1. The purchasers and owners of the items or works ordered or repaired expressly acknowledge that they have examined and accept the general terms and conditions for orders, sales and invoicing, as stated below.

  2. All invoices – prices stated in Euro – are payable on receipt at the company’s registered office in Beernem. In the event of a dispute, the courts in the district where our registered office is situated shall have sole jurisdiction. Belgian law applies.

  3. If payment is not made on receipt, interest of 8% per month will be charged on the total amount of the invoices, from the date of invoice. This interest is owed automatically, without service of default being necessary. Interest incurred, which extends over a unit of one full year after the invoice is due for payment, will be added to the principal of the balance owed, automatically and without service of default, which together will also incur interest. The same applies to interest owed from successive years, which will also be capitalised automatically and without service of default at the end of each annual due date.

  4. If the invoice sent to the party invoiced is not paid within thirty days, the invoice will be increased by 15%, automatically and without service of default, by way of contractual compensation. A minimum of 50 Euro will be charged and this will be in addition to the contractual interest, which will remain owed in any event.

  5. Each payment is taken from the oldest invoice and/or late-payment interest. Any right of the purchaser to compensation, along with any claims that it considers itself to have, is excluded.

  6. All disputes in association with invoices, the contents thereof, and the terms and conditions of order, sale and invoicing, must be lodged by registered letter within eight days of receiving the invoice, otherwise the dispute will be deemed invalid. Unless it can be proved otherwise, invoices are deemed to have been received on the invoice date. Any subsequent disputes will not be accepted. All disputes relating to goods and delivery must be made by registered letter within two days of receiving the delivery, otherwise they will lapse.

  7. All undertakings will be considered as being made in Beernem and being executable there. Our deliveries are ex-works (INCOTERMS 1990), this being the location in Beernem, and will be deemed by use to have been delivered if the purchaser fails to take delivery of the goods after the delivery lead time has expired. The delivery lead time is provided by way of indication only and the vendor may in no way be required to pay compensation on account of the delivery lead time indicated expiring. The purchaser will remain bound by its undertakings. Only if the delivery lead time is exceeded by more than six months may cancellation ensue, albeit without any compensation being owed.

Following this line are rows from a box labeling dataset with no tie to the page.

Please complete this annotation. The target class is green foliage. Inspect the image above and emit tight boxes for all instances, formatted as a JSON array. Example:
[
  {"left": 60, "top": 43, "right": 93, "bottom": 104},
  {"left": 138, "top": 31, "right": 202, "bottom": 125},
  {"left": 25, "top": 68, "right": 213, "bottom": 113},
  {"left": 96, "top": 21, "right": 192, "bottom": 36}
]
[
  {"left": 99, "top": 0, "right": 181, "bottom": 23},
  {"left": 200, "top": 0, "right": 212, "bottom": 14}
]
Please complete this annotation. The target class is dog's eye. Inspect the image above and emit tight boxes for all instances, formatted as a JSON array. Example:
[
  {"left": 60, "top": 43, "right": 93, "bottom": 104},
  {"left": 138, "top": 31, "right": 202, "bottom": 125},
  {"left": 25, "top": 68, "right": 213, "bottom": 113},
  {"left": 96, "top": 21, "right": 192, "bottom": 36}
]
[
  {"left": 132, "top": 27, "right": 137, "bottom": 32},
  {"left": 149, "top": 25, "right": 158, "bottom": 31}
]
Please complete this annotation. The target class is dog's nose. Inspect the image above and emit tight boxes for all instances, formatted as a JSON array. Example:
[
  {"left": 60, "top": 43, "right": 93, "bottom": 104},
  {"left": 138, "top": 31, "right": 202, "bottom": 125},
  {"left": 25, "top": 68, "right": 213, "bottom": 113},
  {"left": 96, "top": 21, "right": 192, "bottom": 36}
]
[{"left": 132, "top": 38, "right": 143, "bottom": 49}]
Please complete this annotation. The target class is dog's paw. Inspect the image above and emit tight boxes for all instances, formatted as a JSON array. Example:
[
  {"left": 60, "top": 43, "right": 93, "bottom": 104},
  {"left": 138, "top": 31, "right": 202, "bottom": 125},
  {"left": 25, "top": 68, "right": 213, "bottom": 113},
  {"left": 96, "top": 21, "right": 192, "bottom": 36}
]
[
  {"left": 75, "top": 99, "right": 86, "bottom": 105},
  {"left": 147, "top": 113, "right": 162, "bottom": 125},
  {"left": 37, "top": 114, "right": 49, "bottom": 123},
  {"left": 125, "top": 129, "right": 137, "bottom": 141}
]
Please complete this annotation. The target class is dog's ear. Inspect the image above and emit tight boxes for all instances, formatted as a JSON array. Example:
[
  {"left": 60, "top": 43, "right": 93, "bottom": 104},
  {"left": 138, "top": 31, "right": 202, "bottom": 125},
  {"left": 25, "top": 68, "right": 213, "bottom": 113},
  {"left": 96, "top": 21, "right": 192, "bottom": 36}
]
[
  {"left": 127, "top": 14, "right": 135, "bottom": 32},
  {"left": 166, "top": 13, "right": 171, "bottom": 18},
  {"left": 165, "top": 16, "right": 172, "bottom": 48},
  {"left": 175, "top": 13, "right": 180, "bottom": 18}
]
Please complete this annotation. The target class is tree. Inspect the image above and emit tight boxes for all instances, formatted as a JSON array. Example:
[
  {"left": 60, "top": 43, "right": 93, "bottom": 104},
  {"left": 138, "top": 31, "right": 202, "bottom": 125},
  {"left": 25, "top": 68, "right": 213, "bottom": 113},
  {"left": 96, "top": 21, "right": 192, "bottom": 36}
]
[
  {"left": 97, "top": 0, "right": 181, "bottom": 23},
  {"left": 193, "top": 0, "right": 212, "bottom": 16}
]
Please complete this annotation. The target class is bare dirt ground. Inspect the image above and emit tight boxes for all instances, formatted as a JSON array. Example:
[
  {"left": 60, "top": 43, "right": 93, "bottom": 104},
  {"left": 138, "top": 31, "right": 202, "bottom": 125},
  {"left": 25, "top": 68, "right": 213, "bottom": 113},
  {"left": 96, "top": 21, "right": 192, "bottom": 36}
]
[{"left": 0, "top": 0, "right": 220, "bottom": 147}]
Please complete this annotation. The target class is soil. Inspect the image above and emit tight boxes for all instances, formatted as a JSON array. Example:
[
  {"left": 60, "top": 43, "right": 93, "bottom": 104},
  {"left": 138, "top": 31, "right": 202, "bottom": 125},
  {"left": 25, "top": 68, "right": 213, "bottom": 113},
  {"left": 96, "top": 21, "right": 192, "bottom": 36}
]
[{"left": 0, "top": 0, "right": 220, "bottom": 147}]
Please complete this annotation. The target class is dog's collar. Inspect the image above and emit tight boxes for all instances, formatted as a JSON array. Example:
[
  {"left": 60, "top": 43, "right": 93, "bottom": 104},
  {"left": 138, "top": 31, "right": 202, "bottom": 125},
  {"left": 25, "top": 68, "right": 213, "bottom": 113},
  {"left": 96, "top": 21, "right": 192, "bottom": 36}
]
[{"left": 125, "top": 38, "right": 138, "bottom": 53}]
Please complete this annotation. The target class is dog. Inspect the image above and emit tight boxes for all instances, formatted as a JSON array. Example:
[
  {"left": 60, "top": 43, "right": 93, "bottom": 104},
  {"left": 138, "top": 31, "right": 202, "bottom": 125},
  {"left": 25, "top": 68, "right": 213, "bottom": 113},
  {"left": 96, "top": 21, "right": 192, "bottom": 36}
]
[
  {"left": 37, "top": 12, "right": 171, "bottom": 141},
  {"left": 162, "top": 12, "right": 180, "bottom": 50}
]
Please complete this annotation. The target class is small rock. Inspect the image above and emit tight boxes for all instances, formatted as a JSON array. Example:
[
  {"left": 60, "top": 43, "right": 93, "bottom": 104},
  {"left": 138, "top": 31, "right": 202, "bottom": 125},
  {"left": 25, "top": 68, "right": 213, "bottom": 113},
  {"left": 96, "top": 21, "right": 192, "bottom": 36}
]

  8. We are only liable for clearly demonstrable failing in delivery, manufacture or materials. This liability lapses should the purchaser itself make modifications or repairs to the goods delivered or have them carried out by third parties and/or if the goods delivered are dealt with or maintained in an incorrect manner. The vendor will do its best to comply with the highest possible quality of service and delivery. The vendor can under no circumstances be held liable for any damage that may be caused as a result of the (even temporary and/or partial) failure of the hardware and software supplied by it, such as telephone systems, data networks and fixed or mobile devices (in the broadest sense of the term), that make communication possible and/or generate alarms. The term ‘damage’ is understood to mean both direct and indirect damage, such as physical or psychological damage, financial or commercial losses, loss of profit, increase in general overheads, disruptions to schedules, loss of expected profit, additional hardware investments, loss of customers or savings.

  9. It is pointed out to the purchaser that it is possible to take out customised insurance to cover these eventualities, which is something that the vendor strongly recommends. Nor may the vendor be held liable for the destruction and/or exchange of data or for any unlawful use that third parties may make of such data.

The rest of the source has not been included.